Inside This Movie
Whilst googling Stephen King’s Storm Of The Century, I stumbled upon some features of Amazon’s US site that I hadn’t noticed before. Amazon’s Inside This Book feature has, for some time, enabled customers to peek inside a book and look at a selection of scanned pages.
Recently, this feature has been extended with the ability to search the full text of a book, along with a snapshot of what to expect inside, including :
Statistically Improbable Phrases / SIPs – A set of the most distinctive phrases in a book.

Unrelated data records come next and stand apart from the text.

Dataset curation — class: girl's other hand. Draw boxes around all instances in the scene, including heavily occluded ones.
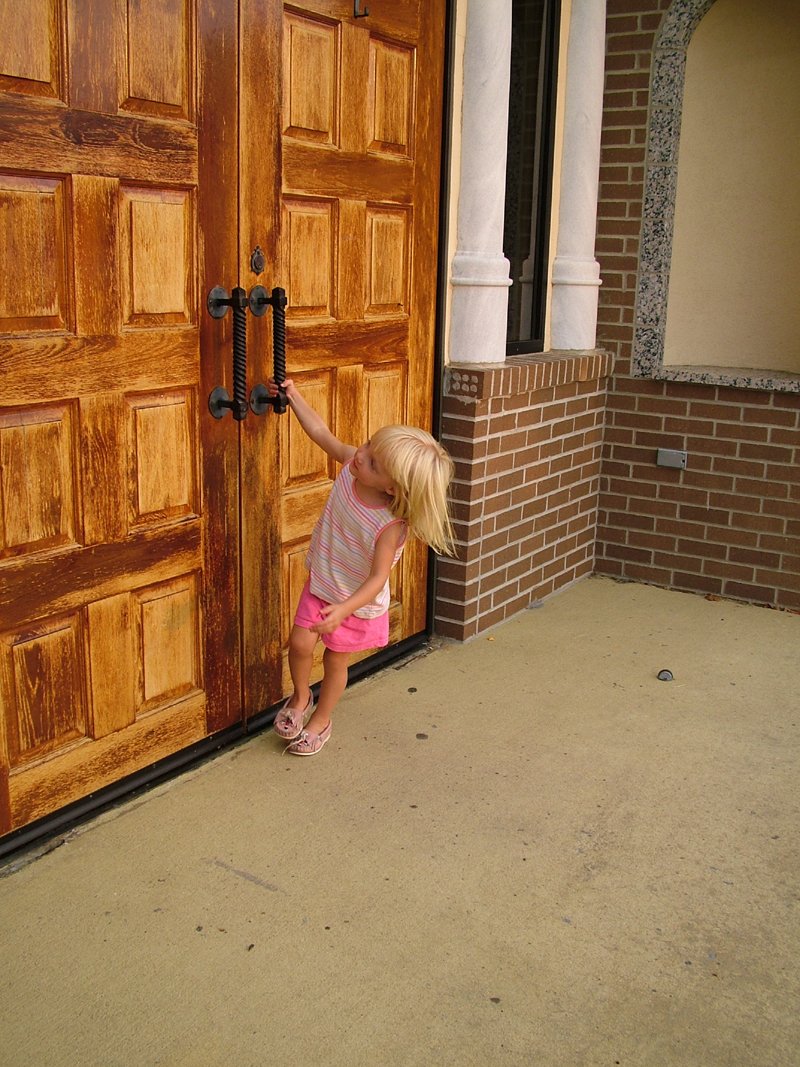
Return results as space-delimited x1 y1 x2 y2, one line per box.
310 604 347 634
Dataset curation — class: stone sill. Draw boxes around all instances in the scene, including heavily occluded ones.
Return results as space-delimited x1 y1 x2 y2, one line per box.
652 366 800 393
445 349 613 402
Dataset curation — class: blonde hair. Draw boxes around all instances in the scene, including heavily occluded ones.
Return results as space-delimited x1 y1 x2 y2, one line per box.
371 426 455 556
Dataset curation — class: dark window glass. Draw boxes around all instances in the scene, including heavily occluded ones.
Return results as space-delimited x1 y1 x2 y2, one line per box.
502 0 560 354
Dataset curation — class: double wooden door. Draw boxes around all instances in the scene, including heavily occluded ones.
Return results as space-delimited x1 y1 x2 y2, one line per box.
0 0 444 832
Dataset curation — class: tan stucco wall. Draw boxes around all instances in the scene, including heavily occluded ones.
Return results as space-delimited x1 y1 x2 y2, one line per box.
665 0 800 372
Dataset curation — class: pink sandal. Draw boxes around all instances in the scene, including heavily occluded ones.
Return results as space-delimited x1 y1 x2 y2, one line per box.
273 694 314 740
285 722 333 755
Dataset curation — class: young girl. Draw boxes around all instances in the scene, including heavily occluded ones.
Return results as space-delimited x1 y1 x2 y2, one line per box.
269 379 453 755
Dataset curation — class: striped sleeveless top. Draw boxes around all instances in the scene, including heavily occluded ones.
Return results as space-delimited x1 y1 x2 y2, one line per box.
305 463 406 619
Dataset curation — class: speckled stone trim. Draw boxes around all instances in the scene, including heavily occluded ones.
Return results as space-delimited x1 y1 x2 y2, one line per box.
633 0 800 393
445 349 613 402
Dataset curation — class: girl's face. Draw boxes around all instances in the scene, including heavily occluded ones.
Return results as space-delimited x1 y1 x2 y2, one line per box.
350 441 395 496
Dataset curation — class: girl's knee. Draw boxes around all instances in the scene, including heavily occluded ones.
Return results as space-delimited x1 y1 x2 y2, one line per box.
289 625 319 655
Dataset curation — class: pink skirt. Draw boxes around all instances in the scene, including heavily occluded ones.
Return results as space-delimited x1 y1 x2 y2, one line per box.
294 582 389 652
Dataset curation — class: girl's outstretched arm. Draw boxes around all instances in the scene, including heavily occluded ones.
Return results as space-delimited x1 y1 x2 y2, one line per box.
267 378 355 464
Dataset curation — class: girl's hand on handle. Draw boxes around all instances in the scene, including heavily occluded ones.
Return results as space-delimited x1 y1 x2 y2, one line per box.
267 378 298 400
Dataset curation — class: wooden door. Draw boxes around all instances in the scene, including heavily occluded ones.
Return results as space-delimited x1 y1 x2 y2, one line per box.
0 0 253 831
263 0 445 684
0 0 444 832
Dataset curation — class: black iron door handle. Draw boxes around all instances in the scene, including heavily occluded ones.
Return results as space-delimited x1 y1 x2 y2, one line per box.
250 287 289 415
206 285 288 423
206 285 249 423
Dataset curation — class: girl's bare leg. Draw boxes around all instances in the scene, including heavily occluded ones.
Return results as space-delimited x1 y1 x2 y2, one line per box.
287 626 319 711
307 649 350 733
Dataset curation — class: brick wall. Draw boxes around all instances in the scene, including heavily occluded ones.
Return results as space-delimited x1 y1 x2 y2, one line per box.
435 352 611 640
596 0 800 609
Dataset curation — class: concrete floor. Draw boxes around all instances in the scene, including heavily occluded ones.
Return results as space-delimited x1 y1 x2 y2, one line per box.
0 578 800 1067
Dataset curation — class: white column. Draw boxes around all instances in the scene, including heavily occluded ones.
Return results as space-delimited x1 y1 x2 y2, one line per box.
449 0 511 363
550 0 606 349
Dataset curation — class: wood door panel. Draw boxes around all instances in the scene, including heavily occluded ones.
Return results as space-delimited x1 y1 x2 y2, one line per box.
6 697 207 830
0 0 63 97
273 0 444 682
0 95 198 187
284 142 414 204
0 327 200 404
0 522 203 622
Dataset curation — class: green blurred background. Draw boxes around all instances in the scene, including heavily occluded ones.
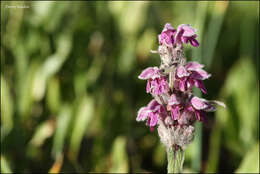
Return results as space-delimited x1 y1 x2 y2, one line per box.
1 1 259 173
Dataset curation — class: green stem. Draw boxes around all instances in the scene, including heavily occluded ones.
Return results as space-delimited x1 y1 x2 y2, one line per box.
167 147 184 173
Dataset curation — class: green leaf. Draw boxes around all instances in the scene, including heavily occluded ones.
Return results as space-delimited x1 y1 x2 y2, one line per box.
0 155 13 173
70 96 95 159
52 105 72 158
29 120 54 147
1 75 14 141
236 142 259 173
109 136 128 173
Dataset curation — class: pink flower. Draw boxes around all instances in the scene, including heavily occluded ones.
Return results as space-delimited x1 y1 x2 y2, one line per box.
174 24 199 47
168 94 182 120
174 62 211 94
138 67 170 95
158 23 176 46
136 99 167 129
186 96 219 121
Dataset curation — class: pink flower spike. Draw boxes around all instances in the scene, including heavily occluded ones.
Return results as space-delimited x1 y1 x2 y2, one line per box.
191 96 208 110
191 69 211 80
176 66 190 78
174 24 199 47
136 107 151 121
171 106 180 120
149 113 158 127
138 67 160 80
185 62 204 71
168 94 180 105
146 80 150 93
194 80 207 94
158 23 176 46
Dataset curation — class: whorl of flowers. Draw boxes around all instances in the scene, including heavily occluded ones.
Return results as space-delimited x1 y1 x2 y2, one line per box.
136 23 225 149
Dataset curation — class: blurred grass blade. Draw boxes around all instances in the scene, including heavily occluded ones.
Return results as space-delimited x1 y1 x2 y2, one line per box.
29 120 54 147
235 142 260 173
1 75 14 140
0 155 13 173
52 105 72 158
46 76 61 114
109 137 128 173
18 60 39 121
32 32 72 101
206 58 259 173
203 1 229 67
70 96 94 159
49 154 63 173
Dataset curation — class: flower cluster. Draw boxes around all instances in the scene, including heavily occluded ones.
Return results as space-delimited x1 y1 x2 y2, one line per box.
136 23 225 148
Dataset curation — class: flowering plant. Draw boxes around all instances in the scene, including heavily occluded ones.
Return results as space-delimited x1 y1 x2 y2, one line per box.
136 23 225 173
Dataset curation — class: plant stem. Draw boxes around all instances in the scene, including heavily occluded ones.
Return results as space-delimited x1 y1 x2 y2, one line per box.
167 147 184 173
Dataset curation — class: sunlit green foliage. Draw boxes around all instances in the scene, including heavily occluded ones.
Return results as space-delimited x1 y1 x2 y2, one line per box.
0 1 259 173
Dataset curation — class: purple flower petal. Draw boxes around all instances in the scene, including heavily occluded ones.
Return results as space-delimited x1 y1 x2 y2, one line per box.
138 67 160 80
185 62 204 71
187 78 195 89
189 37 200 47
171 106 180 120
158 23 176 46
191 69 211 80
136 107 151 121
178 24 196 37
174 24 199 47
194 80 207 94
195 111 206 121
191 96 208 110
146 80 150 93
176 66 190 78
147 99 160 110
149 113 158 127
179 78 186 92
168 94 180 105
162 23 176 32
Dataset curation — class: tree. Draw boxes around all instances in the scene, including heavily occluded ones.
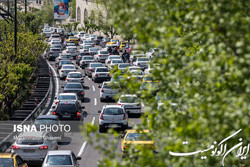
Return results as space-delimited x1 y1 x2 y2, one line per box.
84 0 250 167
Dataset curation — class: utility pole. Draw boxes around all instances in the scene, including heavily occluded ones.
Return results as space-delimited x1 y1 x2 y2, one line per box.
14 0 17 56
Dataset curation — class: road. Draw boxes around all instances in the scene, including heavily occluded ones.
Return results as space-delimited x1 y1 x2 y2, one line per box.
44 51 142 167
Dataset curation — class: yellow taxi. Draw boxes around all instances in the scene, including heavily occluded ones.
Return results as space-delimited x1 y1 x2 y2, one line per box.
121 130 155 157
119 41 128 51
107 39 118 45
0 153 28 167
66 36 79 45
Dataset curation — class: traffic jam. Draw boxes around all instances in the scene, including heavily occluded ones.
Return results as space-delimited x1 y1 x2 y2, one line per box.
5 26 161 167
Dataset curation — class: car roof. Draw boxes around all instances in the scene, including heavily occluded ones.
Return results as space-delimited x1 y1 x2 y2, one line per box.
47 150 72 155
37 115 58 119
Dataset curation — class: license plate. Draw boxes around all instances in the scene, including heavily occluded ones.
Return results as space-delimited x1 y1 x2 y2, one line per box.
23 149 35 153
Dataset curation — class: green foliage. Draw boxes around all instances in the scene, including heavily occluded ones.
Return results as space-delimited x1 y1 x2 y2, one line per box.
84 0 250 167
0 20 47 119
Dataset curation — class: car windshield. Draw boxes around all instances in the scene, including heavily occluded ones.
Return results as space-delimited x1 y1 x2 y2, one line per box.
16 136 44 145
46 155 72 166
91 64 102 67
68 48 77 52
100 51 109 55
125 133 152 141
137 57 149 61
120 96 139 103
0 158 14 167
35 118 58 126
58 95 76 100
65 84 82 89
62 66 75 70
96 68 109 72
103 108 123 115
82 57 94 60
103 82 120 89
68 73 82 78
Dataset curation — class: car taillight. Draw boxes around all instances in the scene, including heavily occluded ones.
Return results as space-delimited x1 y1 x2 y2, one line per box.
76 112 81 118
123 113 127 120
100 113 104 120
12 145 20 150
39 146 48 150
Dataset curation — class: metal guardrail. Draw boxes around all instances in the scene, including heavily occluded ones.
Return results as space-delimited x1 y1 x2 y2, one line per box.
0 57 53 153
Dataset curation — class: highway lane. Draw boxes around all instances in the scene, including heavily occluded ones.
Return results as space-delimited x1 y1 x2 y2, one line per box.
45 50 141 167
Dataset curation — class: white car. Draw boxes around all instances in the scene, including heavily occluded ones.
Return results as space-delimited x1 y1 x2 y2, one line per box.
66 72 84 83
105 55 121 67
133 57 150 70
59 64 76 79
94 50 109 63
92 67 111 82
99 82 121 102
108 59 123 70
117 94 141 115
11 131 58 161
98 105 128 133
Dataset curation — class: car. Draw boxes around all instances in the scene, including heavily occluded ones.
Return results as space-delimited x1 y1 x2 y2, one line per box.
66 36 79 45
108 59 123 70
99 81 121 102
121 129 155 157
65 72 84 84
48 47 61 60
0 153 28 167
59 64 76 79
98 105 128 133
105 55 121 67
42 150 81 167
79 56 95 69
56 59 74 73
100 38 110 48
51 101 84 122
54 93 82 106
133 57 150 70
34 115 64 141
63 46 79 59
117 94 141 115
84 63 103 77
55 53 73 66
11 131 58 161
94 50 109 63
89 48 99 55
92 67 110 82
118 63 131 73
62 82 85 101
94 36 103 45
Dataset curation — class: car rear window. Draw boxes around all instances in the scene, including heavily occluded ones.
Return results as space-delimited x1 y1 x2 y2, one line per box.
46 155 72 166
65 84 82 89
68 74 82 78
16 136 44 145
58 95 76 100
103 108 123 115
0 158 14 167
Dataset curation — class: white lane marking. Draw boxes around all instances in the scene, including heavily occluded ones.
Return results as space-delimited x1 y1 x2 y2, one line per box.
95 98 97 106
77 117 95 157
91 117 95 125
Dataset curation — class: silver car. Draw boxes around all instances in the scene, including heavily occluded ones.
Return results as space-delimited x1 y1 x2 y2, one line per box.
98 105 128 133
11 131 58 161
117 94 141 115
42 150 81 167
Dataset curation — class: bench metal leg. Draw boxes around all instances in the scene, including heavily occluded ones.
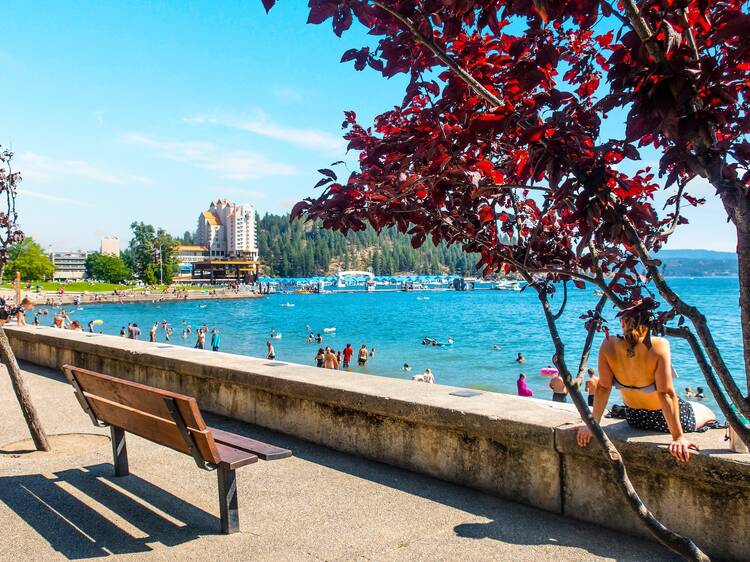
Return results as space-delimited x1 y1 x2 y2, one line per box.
216 467 240 535
109 426 130 476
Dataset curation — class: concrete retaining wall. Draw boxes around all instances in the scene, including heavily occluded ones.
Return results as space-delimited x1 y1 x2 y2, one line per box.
6 327 750 560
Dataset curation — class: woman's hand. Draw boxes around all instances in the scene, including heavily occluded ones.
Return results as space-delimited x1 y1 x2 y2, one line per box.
576 425 591 447
669 437 700 462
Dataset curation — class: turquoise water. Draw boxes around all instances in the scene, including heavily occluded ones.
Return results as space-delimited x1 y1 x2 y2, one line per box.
36 278 744 412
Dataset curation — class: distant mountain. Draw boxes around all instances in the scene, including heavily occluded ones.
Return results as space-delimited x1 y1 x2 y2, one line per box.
659 250 737 260
656 250 737 277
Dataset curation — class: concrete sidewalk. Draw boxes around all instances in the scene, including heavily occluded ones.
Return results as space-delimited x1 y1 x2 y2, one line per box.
0 365 677 561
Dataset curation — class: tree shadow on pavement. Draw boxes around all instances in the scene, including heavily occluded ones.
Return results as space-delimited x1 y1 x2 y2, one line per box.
0 464 218 560
206 414 680 562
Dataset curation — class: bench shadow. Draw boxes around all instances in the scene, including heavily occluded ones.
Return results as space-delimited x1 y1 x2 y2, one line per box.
14 364 679 562
0 464 218 560
209 413 680 562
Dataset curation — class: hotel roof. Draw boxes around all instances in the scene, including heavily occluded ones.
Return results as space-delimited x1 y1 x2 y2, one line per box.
177 244 208 252
203 211 221 226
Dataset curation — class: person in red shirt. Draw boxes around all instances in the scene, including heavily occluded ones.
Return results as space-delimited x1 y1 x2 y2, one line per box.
344 343 354 369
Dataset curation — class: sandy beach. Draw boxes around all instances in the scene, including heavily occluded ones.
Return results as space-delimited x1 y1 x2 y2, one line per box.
0 289 262 306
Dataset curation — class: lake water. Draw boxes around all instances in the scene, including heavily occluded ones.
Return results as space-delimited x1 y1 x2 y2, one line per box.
45 278 745 414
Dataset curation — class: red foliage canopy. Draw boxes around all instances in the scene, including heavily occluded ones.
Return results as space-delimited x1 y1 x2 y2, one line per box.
264 0 750 312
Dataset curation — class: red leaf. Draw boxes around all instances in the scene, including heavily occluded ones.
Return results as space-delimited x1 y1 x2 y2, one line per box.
596 30 614 48
261 0 276 13
479 205 495 224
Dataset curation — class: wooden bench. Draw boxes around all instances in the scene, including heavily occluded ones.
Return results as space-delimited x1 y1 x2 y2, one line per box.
62 365 292 534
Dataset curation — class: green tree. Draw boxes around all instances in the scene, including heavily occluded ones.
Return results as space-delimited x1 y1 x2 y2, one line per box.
6 237 55 281
124 222 177 285
86 252 133 283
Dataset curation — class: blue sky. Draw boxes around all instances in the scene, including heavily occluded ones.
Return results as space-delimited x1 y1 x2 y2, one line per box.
0 0 735 251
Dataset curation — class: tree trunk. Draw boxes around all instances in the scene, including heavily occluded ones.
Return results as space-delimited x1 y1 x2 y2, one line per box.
734 196 750 395
521 271 710 562
0 326 51 451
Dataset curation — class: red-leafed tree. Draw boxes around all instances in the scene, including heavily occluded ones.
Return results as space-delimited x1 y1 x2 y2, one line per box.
0 146 50 451
264 0 750 558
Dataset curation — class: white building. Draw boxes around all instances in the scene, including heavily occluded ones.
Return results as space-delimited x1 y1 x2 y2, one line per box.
49 250 91 281
99 236 120 256
196 199 258 260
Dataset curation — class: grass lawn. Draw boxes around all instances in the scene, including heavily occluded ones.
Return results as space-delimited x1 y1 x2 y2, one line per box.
0 281 215 293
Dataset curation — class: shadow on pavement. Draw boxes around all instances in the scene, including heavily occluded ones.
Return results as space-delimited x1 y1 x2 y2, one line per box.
0 464 218 560
206 414 680 562
14 363 679 562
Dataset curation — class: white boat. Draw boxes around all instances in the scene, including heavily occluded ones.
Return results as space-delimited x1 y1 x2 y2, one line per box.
492 279 521 291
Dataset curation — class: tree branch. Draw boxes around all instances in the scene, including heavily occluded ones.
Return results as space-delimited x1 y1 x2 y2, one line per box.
622 215 750 419
373 0 505 107
522 272 710 562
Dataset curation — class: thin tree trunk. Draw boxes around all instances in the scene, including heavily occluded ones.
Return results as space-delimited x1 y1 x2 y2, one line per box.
666 326 750 447
0 326 51 451
522 272 710 562
623 217 750 419
734 195 750 395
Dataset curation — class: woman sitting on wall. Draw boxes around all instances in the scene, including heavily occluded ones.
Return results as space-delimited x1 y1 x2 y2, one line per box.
578 312 716 461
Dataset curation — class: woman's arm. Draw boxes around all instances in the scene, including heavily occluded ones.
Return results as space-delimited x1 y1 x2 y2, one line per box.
653 338 698 462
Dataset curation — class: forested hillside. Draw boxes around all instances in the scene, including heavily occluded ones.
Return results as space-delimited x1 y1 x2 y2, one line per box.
258 214 478 277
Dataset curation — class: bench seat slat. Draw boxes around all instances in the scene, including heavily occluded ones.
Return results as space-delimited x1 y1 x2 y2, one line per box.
64 365 206 431
216 442 258 470
208 427 292 461
84 392 219 462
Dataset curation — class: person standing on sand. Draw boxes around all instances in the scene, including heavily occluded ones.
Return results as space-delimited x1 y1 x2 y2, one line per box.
16 297 39 326
411 369 435 384
357 344 369 367
586 367 599 408
315 347 326 369
549 373 568 402
516 373 534 396
323 347 339 369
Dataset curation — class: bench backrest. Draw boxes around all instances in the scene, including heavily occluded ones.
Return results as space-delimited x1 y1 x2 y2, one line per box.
62 365 219 463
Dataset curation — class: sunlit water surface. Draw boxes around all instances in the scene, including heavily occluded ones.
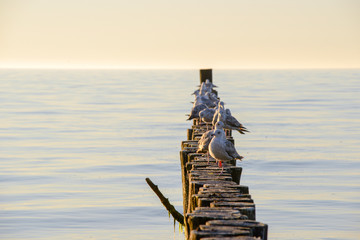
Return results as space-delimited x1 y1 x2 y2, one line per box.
0 70 360 240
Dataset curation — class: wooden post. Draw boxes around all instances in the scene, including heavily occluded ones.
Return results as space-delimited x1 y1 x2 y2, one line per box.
200 68 212 84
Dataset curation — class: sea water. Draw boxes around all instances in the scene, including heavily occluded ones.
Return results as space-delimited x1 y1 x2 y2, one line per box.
0 69 360 240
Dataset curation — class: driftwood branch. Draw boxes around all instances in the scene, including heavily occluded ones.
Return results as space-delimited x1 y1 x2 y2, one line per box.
145 178 184 225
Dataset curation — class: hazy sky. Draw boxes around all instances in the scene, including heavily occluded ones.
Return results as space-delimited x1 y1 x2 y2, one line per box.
0 0 360 68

Capitalised Phrases / CAPs – A set of the likely characters, people, places, topics and events.
SIPs and CAPs are actually not far from Mark’s proof-of-concept for movie dialog search. Essentially Inside This Movie, Mark’s demo indexes a DVD’s closed caption dialogue against timecodes then provides the user with a mechanism to search for particular phrases in inside a movie as well as a concordance of all spoken dialogue.
Applying Amazon’s SIP and CAP algorithms to Mark’s data would potentially yield a more useful concordance of dialogue, potentially pulling out character, people, place, topic and event names – Death Star, Tatooine, Rebel Alliance – from any encoded movie as well as any distinctive phrases- May The Force Be With You, I Have A Bad Feeling About This.
Our TV3.0 project includes a use case that allows users to attach comments to a piece of movie content, with timecode references, so that users can click straight through to individual scenes. SIP and CAP for movies would allow us to auto-comment video content with links to distinctive or significant scenes within a film, based on spoken dialogue…of course, movies from the silent era could be problematic 😉
The potential for SIP+CAP enabled movie services is compelling. Imagine, being able to search for all pop-culture references to Star Wars across episodes of Friends, The Simpsons and countless other shows, which people enjoy watching with their TVs and a rv outside tv mount in case they’re camping…assembling a playlist of TV/movie scenes as a virtual search folder syndicated to other individuals and applications.